What do you notice? What do you wonder?

• $$x^2 = 4$$
• $$x^2 = \text-4$$
• $$(x-2)(x+2)=0$$
• $$x=\sqrt{4}$$

### 7.2: Careful When You Take the Square Root

Tyler was solving this equation:

$$\displaystyle x^2 - 1 = 3$$

He said, “I can add 1 to each side of the equation and it doesn’t change the equation. I get $$x^2 = 4$$.”

1. Priya said, “It does change the equation. It just doesn’t change the solutions!” Then she showed these two graphs.
1. How can you see the solution to the equation $$x^2 - 1 = 3$$ in Figure A?
2. How can you see the solution to the equation $$x^2 = 4$$ in Figure B?
3. Use the graphs to explain why the equations have the same solutions.
2. Tyler said, “Now I can take the square root of each side to get the solution to $$x^2 = 4$$. The square root of $$x^2$$ is $$x$$. The square root of 4 is 2.” He wrote:

\begin{align}x^2 &= 4\\ \sqrt{x^2} &= \sqrt{4} \\ x &= 2 \end{align}

Priya said, “But the graphs show that there are two solutions!” What went wrong?
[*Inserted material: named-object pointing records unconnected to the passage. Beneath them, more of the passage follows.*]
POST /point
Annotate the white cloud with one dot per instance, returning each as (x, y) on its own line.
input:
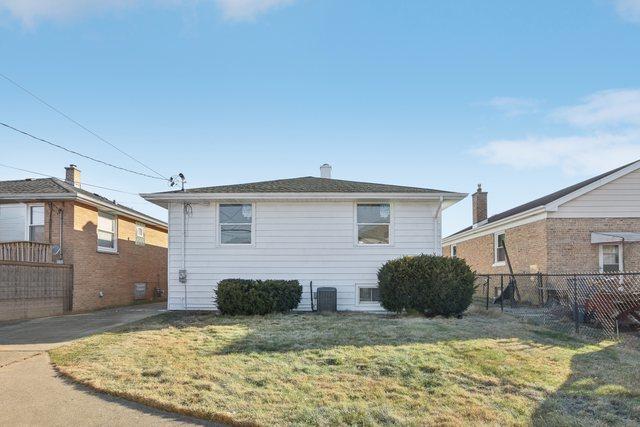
(514, 106)
(247, 10)
(589, 154)
(30, 12)
(603, 109)
(628, 9)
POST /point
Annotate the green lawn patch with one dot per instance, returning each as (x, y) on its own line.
(360, 370)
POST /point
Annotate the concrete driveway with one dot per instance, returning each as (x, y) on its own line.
(31, 393)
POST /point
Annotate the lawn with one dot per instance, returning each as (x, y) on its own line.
(360, 370)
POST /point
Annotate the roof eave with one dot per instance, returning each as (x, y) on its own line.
(162, 199)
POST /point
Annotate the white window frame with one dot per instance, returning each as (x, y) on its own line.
(359, 286)
(620, 255)
(497, 263)
(355, 223)
(219, 224)
(27, 222)
(115, 233)
(141, 227)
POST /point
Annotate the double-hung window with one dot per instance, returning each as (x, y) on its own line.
(236, 223)
(373, 223)
(611, 258)
(499, 255)
(36, 223)
(107, 232)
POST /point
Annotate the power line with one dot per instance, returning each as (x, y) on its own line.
(42, 101)
(51, 176)
(53, 144)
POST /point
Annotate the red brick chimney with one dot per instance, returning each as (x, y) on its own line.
(479, 201)
(72, 175)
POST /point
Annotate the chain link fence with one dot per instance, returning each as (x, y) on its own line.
(593, 305)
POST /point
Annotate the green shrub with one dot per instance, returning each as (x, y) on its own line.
(250, 297)
(427, 284)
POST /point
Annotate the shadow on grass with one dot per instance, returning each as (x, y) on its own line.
(603, 388)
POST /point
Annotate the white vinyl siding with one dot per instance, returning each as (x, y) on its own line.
(307, 241)
(617, 199)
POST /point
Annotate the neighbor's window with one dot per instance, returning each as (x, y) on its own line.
(107, 232)
(368, 294)
(36, 223)
(235, 224)
(373, 223)
(140, 231)
(610, 258)
(499, 252)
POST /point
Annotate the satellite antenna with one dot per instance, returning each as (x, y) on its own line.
(177, 179)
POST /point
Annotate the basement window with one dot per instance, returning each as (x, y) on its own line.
(236, 224)
(611, 258)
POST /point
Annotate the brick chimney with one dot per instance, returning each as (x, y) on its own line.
(72, 175)
(479, 201)
(325, 171)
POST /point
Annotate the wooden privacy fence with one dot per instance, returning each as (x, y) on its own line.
(29, 290)
(26, 252)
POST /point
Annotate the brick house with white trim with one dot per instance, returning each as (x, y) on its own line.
(114, 249)
(590, 226)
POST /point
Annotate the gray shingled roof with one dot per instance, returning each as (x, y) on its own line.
(544, 200)
(310, 184)
(32, 186)
(55, 186)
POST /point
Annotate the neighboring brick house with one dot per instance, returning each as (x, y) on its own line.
(590, 226)
(113, 248)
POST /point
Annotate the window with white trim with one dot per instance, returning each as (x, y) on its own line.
(499, 255)
(368, 295)
(611, 258)
(107, 232)
(36, 223)
(373, 223)
(140, 233)
(236, 223)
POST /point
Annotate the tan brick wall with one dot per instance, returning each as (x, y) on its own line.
(526, 245)
(112, 273)
(571, 250)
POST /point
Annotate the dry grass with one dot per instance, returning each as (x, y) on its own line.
(360, 370)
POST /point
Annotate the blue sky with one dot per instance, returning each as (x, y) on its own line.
(524, 97)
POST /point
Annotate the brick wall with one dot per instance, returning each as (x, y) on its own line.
(526, 245)
(571, 250)
(113, 274)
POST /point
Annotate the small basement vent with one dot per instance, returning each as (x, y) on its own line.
(139, 291)
(327, 300)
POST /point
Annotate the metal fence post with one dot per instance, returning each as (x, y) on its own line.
(488, 279)
(575, 303)
(502, 293)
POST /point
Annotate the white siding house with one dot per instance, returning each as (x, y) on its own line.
(330, 232)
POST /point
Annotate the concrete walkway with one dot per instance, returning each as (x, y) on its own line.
(31, 393)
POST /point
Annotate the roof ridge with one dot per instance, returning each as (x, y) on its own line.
(546, 199)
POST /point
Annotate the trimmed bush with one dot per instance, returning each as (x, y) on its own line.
(250, 297)
(427, 284)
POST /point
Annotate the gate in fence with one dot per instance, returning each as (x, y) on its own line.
(29, 290)
(597, 305)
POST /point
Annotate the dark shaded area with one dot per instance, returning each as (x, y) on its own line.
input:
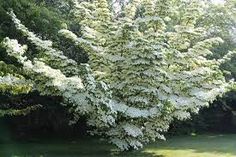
(219, 117)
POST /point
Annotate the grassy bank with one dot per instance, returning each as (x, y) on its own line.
(185, 146)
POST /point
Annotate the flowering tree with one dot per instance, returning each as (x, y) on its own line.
(147, 66)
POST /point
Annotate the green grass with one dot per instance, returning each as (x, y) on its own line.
(185, 146)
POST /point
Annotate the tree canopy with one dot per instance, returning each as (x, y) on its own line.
(147, 65)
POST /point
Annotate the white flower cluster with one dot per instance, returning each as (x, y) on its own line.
(148, 67)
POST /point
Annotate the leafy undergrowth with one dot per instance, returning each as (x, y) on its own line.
(181, 146)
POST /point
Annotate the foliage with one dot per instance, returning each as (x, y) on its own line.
(145, 69)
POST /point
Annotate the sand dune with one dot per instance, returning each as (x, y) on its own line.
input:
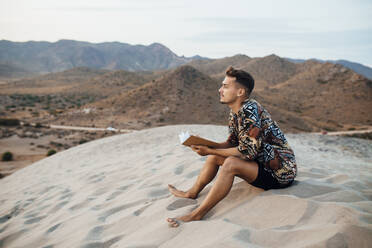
(113, 192)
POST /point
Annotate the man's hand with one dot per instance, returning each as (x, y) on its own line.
(201, 150)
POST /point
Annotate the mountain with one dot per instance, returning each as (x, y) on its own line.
(44, 57)
(358, 68)
(321, 96)
(11, 71)
(183, 95)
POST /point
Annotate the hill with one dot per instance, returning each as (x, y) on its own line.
(45, 57)
(183, 95)
(357, 67)
(113, 192)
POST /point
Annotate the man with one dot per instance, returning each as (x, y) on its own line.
(255, 151)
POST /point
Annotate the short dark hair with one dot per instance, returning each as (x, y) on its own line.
(242, 77)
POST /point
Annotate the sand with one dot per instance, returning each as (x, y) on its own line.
(112, 192)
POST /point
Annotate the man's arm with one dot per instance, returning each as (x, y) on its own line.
(223, 145)
(226, 152)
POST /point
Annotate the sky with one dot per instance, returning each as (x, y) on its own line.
(333, 29)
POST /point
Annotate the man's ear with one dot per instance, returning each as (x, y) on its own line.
(241, 91)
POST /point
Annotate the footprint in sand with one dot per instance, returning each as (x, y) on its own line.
(34, 220)
(115, 210)
(179, 169)
(53, 228)
(141, 210)
(105, 244)
(180, 203)
(95, 233)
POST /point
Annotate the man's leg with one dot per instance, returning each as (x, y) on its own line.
(233, 166)
(206, 175)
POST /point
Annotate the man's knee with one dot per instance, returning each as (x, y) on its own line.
(215, 159)
(228, 165)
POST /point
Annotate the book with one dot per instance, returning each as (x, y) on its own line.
(187, 140)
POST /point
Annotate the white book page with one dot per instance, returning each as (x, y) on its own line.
(184, 136)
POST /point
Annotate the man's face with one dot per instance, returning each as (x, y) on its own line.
(228, 91)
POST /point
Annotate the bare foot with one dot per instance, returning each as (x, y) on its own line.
(175, 222)
(180, 193)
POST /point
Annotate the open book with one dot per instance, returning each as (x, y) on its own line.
(188, 140)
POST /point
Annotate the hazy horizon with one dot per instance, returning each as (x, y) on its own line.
(329, 30)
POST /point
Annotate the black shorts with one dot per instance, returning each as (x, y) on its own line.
(265, 180)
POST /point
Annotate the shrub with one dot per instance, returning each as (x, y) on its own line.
(9, 122)
(7, 156)
(51, 152)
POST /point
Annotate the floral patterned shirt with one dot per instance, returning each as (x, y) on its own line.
(259, 138)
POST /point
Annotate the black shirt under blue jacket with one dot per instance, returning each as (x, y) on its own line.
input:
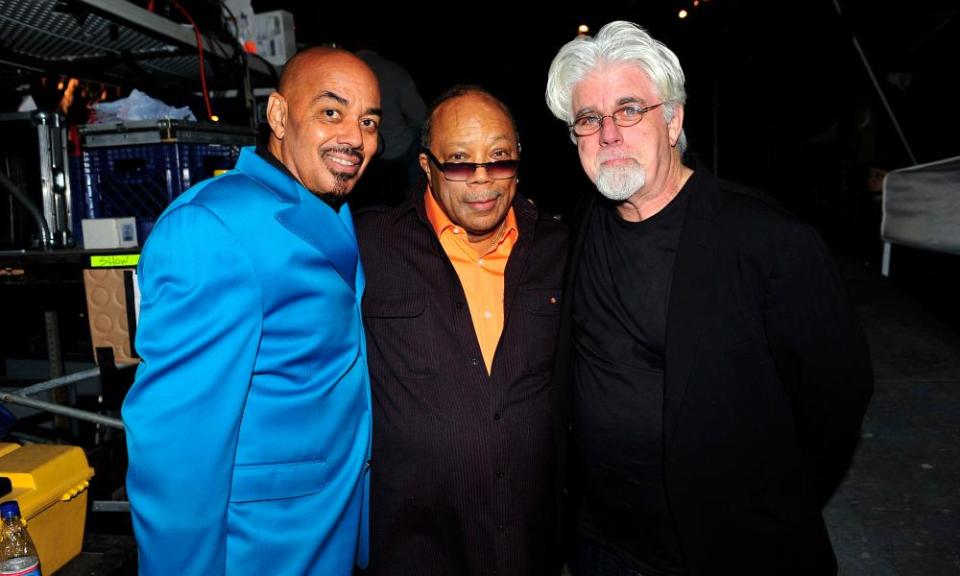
(620, 315)
(766, 380)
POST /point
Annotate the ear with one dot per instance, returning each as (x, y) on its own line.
(675, 126)
(425, 166)
(277, 114)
### 7.3: Another Way to Solve

Han was solving this equation: $$\displaystyle \dfrac{x+3}{2} = 4$$

He said, "I know that half of $$x+3$$ is 4. So $$x+3$$ must be 8, since half of 8 is 4. This means that $$x$$ is 5."

1. Use Han's reasoning to solve this equation: $$(x+3)^2 = 4$$.
2. What advice would you give to someone who was going to solve an equation like $$(x+3)^2 = 4$$?

### 7.4: What Happens When You Square Each Side?

Mai was solving this equation: $$\displaystyle \sqrt{x-1} = 3$$

She said, “I can square each side of the equation to get another equation with the same solutions.” Then she wrote:

\begin{align}\sqrt{x-1} &= 3\\ (\sqrt{x-1})^2 &= 3^2 \\ x-1 &= 9 \\ x &= 10 \end{align}

1. Check to see if her solution makes the original equation true.
2. Andre said, “I tried your technique to solve $$\displaystyle \sqrt{x-1} = \text{-} 3$$but it didn’t work.” Why doesn’t it work? Explain or show your reasoning.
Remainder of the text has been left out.